We're getting into the Halloween spirit a bit early thanks
to Dark Meadow, a slow-paced, horror-tinged adventure that takes strong cues
from Infinity Blade. But the rest of this week's fare is decidedly more
vibrant, starting with Fruit Ninja: Puss in Boots HD, which pairs the hit
mobile sensation with the upcoming Shrek spin-off film. And over on page two,
we're spotlighting a pair of superb free-to-play options in the form of Forever
Drive and Steambirds: Survival HD, both of which warrant a look.
Game: Dark Meadow
Buy it now from the iTunes store: US / UK
Without Infinity Blade,
Dark Meadow doesn't exist – at least not in this form. The movement, combat and
campaign structure have been tweaked to match the other elements here, but
they're unmistakably inspired by last year's sword-fighting smash. Despite seeing
the similarity firsthand over a few hours of play, we still ended up impressed
by the end experience. It's Infinity Blade in body, but not soul; the blend of
suspense and occasional silliness turns Dark Meadow into something unfamiliar
on the iPad, but welcome all the same.
As the game begins, you
emerge from unconsciousness into a decrepit hospital, unclear on what's transpired.
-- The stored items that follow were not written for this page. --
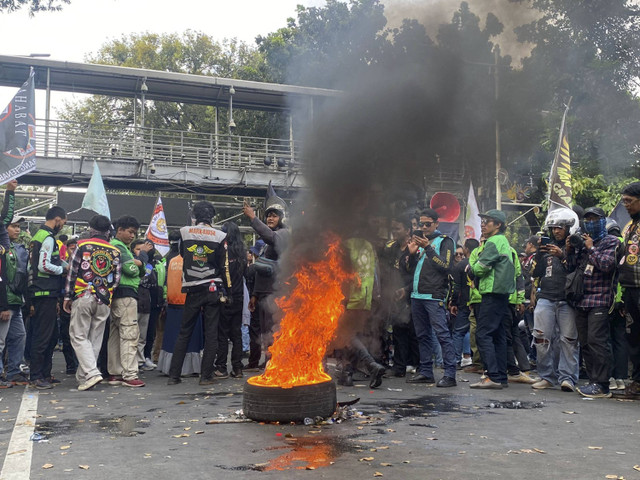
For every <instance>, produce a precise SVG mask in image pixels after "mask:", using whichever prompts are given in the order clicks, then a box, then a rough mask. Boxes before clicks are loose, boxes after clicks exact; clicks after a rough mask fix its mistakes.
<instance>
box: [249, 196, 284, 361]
mask: <svg viewBox="0 0 640 480" xmlns="http://www.w3.org/2000/svg"><path fill="white" fill-rule="evenodd" d="M269 189H270V191H269V195H268V197H267V199H266V200H265V212H264V214H265V222H266V224H265V223H263V222H262V221H261V220H260V219H259V218H258V217H257V216H256V214H255V211H254V210H253V208H252V207H251V206H250V205H249V204H247V203H245V204H244V206H243V213H244V215H245V216H246V217H247V218H248V219H249V220H250V221H251V227H252V228H253V229H254V230H255V232H256V233H257V234H258V235H260V238H261V239H262V240H263V241H264V243H265V247H264V248H263V249H262V250H261V252H260V254H259V255H258V258H257V260H256V263H255V266H254V270H255V282H254V287H253V292H252V294H251V299H250V301H249V310H251V311H255V312H256V317H257V319H258V321H259V322H260V338H261V345H262V351H263V352H264V355H265V362H266V361H268V360H269V351H268V348H269V346H271V343H272V342H273V333H272V329H273V313H274V311H275V309H276V305H275V302H274V298H273V293H274V292H275V288H276V285H277V282H278V281H279V278H278V271H279V267H278V260H279V259H280V258H281V256H282V254H283V253H284V251H285V249H286V248H287V244H288V242H289V236H290V234H289V230H288V229H287V227H286V226H285V224H284V220H285V214H286V204H285V202H284V200H282V199H281V198H280V197H278V196H277V195H276V194H275V191H273V189H272V188H271V185H269ZM254 361H255V358H254V357H250V361H249V363H248V365H247V368H246V370H248V371H251V370H253V371H256V370H258V369H261V368H263V367H264V364H262V365H259V364H258V363H254ZM258 361H259V360H258Z"/></svg>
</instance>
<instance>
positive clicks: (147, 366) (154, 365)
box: [144, 358, 158, 370]
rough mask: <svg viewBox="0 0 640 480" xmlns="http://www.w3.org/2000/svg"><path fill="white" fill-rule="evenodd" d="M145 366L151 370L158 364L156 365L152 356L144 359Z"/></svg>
mask: <svg viewBox="0 0 640 480" xmlns="http://www.w3.org/2000/svg"><path fill="white" fill-rule="evenodd" d="M144 366H145V367H147V368H150V369H151V370H153V369H154V368H156V367H157V366H158V365H156V364H155V363H153V361H152V360H151V359H150V358H145V359H144Z"/></svg>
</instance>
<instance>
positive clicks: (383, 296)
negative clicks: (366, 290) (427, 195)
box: [380, 215, 420, 377]
mask: <svg viewBox="0 0 640 480" xmlns="http://www.w3.org/2000/svg"><path fill="white" fill-rule="evenodd" d="M411 231H412V230H411V218H410V217H409V216H402V215H401V216H396V217H395V218H393V219H392V220H391V234H392V236H393V240H392V241H390V242H388V243H387V244H386V246H385V248H384V250H383V251H382V255H381V257H380V281H381V288H382V303H383V304H384V305H386V307H387V313H386V315H387V317H388V319H389V322H390V324H391V328H392V336H393V337H392V338H393V376H395V377H404V376H405V375H406V372H407V367H409V366H411V367H415V366H416V365H418V363H419V362H420V352H419V350H418V338H417V336H416V331H415V328H414V326H413V320H412V318H411V289H412V276H411V274H410V273H409V272H408V271H407V269H406V268H404V267H405V265H407V262H408V257H409V255H410V253H409V248H408V245H409V240H410V239H411Z"/></svg>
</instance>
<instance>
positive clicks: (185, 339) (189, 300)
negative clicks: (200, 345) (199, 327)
mask: <svg viewBox="0 0 640 480" xmlns="http://www.w3.org/2000/svg"><path fill="white" fill-rule="evenodd" d="M201 312H202V313H203V327H204V351H203V354H202V363H201V365H202V367H201V376H202V378H204V379H209V378H212V376H213V363H214V361H215V359H216V351H217V350H218V322H219V321H220V297H219V295H218V292H210V291H209V290H208V289H202V290H197V291H195V292H189V293H187V298H186V300H185V304H184V311H183V314H182V322H181V324H180V333H179V334H178V339H177V340H176V344H175V346H174V349H173V357H171V366H170V367H169V376H170V377H171V378H180V374H181V372H182V364H183V363H184V358H185V356H186V354H187V347H188V345H189V341H190V340H191V334H192V333H193V329H194V328H195V326H196V323H197V321H198V316H199V315H200V313H201Z"/></svg>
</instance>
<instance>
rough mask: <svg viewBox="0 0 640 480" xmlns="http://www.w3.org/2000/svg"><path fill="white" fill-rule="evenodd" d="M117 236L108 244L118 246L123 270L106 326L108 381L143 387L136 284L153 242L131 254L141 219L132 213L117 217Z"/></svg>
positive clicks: (146, 244)
mask: <svg viewBox="0 0 640 480" xmlns="http://www.w3.org/2000/svg"><path fill="white" fill-rule="evenodd" d="M114 227H115V229H116V236H115V238H113V239H112V240H111V245H113V246H114V247H116V248H117V249H118V250H120V262H121V263H122V274H121V277H120V284H119V285H118V288H116V290H115V292H114V294H113V301H112V303H111V323H110V326H109V343H108V346H107V352H108V360H107V368H108V370H109V384H110V385H125V386H128V387H144V382H143V381H142V380H140V379H138V362H137V361H136V355H137V353H138V338H139V336H140V330H139V328H138V286H139V285H140V279H141V278H142V277H144V274H145V271H146V270H145V265H146V264H147V261H148V255H147V252H149V251H150V250H151V249H152V248H153V245H152V244H151V243H144V244H143V245H142V246H141V248H140V252H139V254H138V256H136V257H134V256H133V254H132V253H131V250H130V249H129V245H131V242H133V240H134V239H135V238H136V235H137V233H138V228H140V223H139V222H138V220H136V219H135V218H134V217H131V216H123V217H120V218H119V219H118V220H116V222H115V225H114Z"/></svg>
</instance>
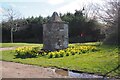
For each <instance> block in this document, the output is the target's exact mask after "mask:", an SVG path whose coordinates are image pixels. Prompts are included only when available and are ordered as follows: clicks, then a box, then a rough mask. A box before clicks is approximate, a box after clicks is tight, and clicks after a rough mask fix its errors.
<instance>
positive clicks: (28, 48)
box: [15, 46, 39, 58]
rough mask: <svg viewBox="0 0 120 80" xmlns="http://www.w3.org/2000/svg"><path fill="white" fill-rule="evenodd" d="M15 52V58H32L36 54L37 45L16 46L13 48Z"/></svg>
mask: <svg viewBox="0 0 120 80" xmlns="http://www.w3.org/2000/svg"><path fill="white" fill-rule="evenodd" d="M15 52H16V57H17V58H32V57H36V56H37V55H38V53H39V47H35V46H24V47H18V48H17V49H16V50H15Z"/></svg>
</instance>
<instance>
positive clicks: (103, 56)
mask: <svg viewBox="0 0 120 80" xmlns="http://www.w3.org/2000/svg"><path fill="white" fill-rule="evenodd" d="M22 44H24V43H22ZM22 44H21V45H22ZM25 44H26V43H25ZM93 44H94V45H96V46H97V47H98V48H100V51H96V52H88V53H85V54H76V55H73V56H66V57H62V58H50V59H48V58H46V57H41V56H38V57H37V58H26V59H21V58H15V56H14V55H15V52H14V51H13V50H11V51H2V54H1V53H0V55H2V59H1V60H4V61H13V62H19V63H23V64H31V65H37V66H44V67H57V68H65V69H69V70H77V71H82V72H87V73H95V74H100V75H105V74H106V73H108V72H110V71H111V70H113V71H112V72H110V73H109V74H107V76H111V77H115V76H119V75H118V74H119V71H118V69H117V70H114V69H115V68H116V67H117V66H118V48H117V46H108V45H100V46H99V44H98V43H97V44H96V43H85V44H78V45H93ZM27 45H28V44H27ZM30 45H34V44H30ZM35 45H36V44H35ZM37 45H38V44H37ZM70 45H75V44H70ZM11 46H13V45H11ZM38 46H39V45H38ZM41 46H42V44H41ZM4 47H5V46H4ZM7 47H8V46H7ZM119 69H120V68H119Z"/></svg>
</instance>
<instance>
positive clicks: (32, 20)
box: [2, 10, 101, 43]
mask: <svg viewBox="0 0 120 80" xmlns="http://www.w3.org/2000/svg"><path fill="white" fill-rule="evenodd" d="M49 19H50V17H49V16H48V17H45V18H43V17H42V16H39V17H33V16H32V17H29V18H26V19H17V20H15V21H13V22H14V23H15V22H18V23H17V26H18V27H19V28H18V30H17V31H16V32H14V33H13V34H14V42H33V43H42V40H43V27H42V24H43V23H46V22H48V21H49ZM61 19H62V20H63V21H66V22H68V25H69V41H70V42H89V41H98V40H100V36H101V34H100V29H98V27H99V25H98V24H99V23H98V22H97V21H96V20H93V19H88V18H86V17H85V16H84V14H83V11H82V10H76V11H75V13H66V14H64V15H61ZM9 24H10V22H3V27H2V35H3V37H2V41H3V42H9V41H10V26H9ZM26 33H27V34H26ZM81 34H83V36H81Z"/></svg>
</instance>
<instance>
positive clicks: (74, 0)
mask: <svg viewBox="0 0 120 80" xmlns="http://www.w3.org/2000/svg"><path fill="white" fill-rule="evenodd" d="M90 3H93V4H95V3H98V4H102V1H101V0H73V1H70V2H68V3H67V4H65V5H63V6H62V7H60V8H58V9H57V10H56V11H57V12H60V13H66V12H71V13H74V12H75V10H76V9H77V10H80V9H82V8H83V7H85V6H87V5H88V4H90Z"/></svg>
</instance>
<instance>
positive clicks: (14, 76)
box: [0, 61, 65, 78]
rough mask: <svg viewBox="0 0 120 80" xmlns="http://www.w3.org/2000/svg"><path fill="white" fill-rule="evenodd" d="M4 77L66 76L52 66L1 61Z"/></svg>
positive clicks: (6, 77)
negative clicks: (44, 65)
mask: <svg viewBox="0 0 120 80" xmlns="http://www.w3.org/2000/svg"><path fill="white" fill-rule="evenodd" d="M0 64H2V68H1V67H0V72H2V77H3V78H65V76H61V75H58V74H56V73H55V72H54V70H53V69H51V68H43V67H39V66H33V65H25V64H20V63H14V62H5V61H0Z"/></svg>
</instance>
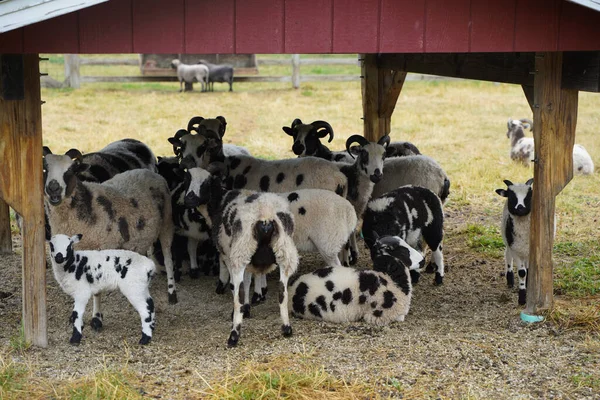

The established mechanics kick in and you're tapping spots on the immediate
horizon to move forward, and the combat (against terrifying beasts) lets you
swipe the screen for sword slashes when not blocking or dodging, though you can
also wield a bow and arrows. When you perish against some overpowered, mystical
being, you'll start back over in bed, albeit still flush with your acquired
weapons and experience. Dark Meadow runs with that conceit by expanding the
story with each fresh awakening, making each death seem an essential part of
the mysterious chase.
Dark Meadow feels distinctive thanks to its constant
sense of dread, freakish monsters, and hilarious quips spawned by a senile old
man in a wheelchair – seemingly the only other being that isn't a monster or
witch. It’s a strangely captivating and attractive experience that kept us guessing
for hours. Sure, the combat drags after a while, and seeing the same sights can
become tiresome, but Dark Meadow holds onto its mysterious allure for some
time, and it's one of the most memorable AAA-like releases we've played on iPad
Game: Fruit Ninja: Puss in Boots HD
Buy it now from the iTunes store: US / UK
Angry Birds: Rio set an
unexpected precedent by merging a massive mobile sensation with elements from a
CG animated film – and actually doing a good job, despite expectations to the
contrary. Fruit Ninja: Puss in Boots is the direct result of that successful
blend, delivering another re-skinned version of a popular casual hit with bits
and pieces of the upcoming Shrek spin-off movie. The mix is strong here as
well, offering up more of what we loved about Fruit Ninja while lightly
evolving the formula.
Even if you cannot stand
the Antonio Banderas-voiced cartoon feline, take solace in the fact that this
is very much a Fruit Ninja game first. While you'll see the cat's smug smirk on
the menus and hear his quips as you play, all of that can be easily tuned out
in favor of the strong core gameplay. The Desperado mode is the standard
fruit-slashing affair – albeit with added tomatoes and bonus-giving beans –
where the goal is to rack up points without missing fruit or slicing bombs. But
it's the new Bandito mode that adds a meaningful play option to the series via
quick-hit challenges, such as slashing a massive apple to bits or following a
winding trail of fruit across the screen. A single playthrough lasts only a few
minutes, but since the activities are randomly chosen, Bandito warrants repeat
However, those are the only two play modes included in
Fruit Ninja: Puss in Boots, and the app offers no reassurances that the myriad
other series options – like Zen mode and split-screen multiplayer – are in the
offing. For devoted series fans, the Bandito mode may well be enough to warrant
this fresh purchase, as it adds an entertaining new slant on the experience.
We'll happily play Fruit Ninja on any platform or configuration, but unless
you're a veteran juice samurai, stick with the original release before
considering this less robust (and less essential) tie-in.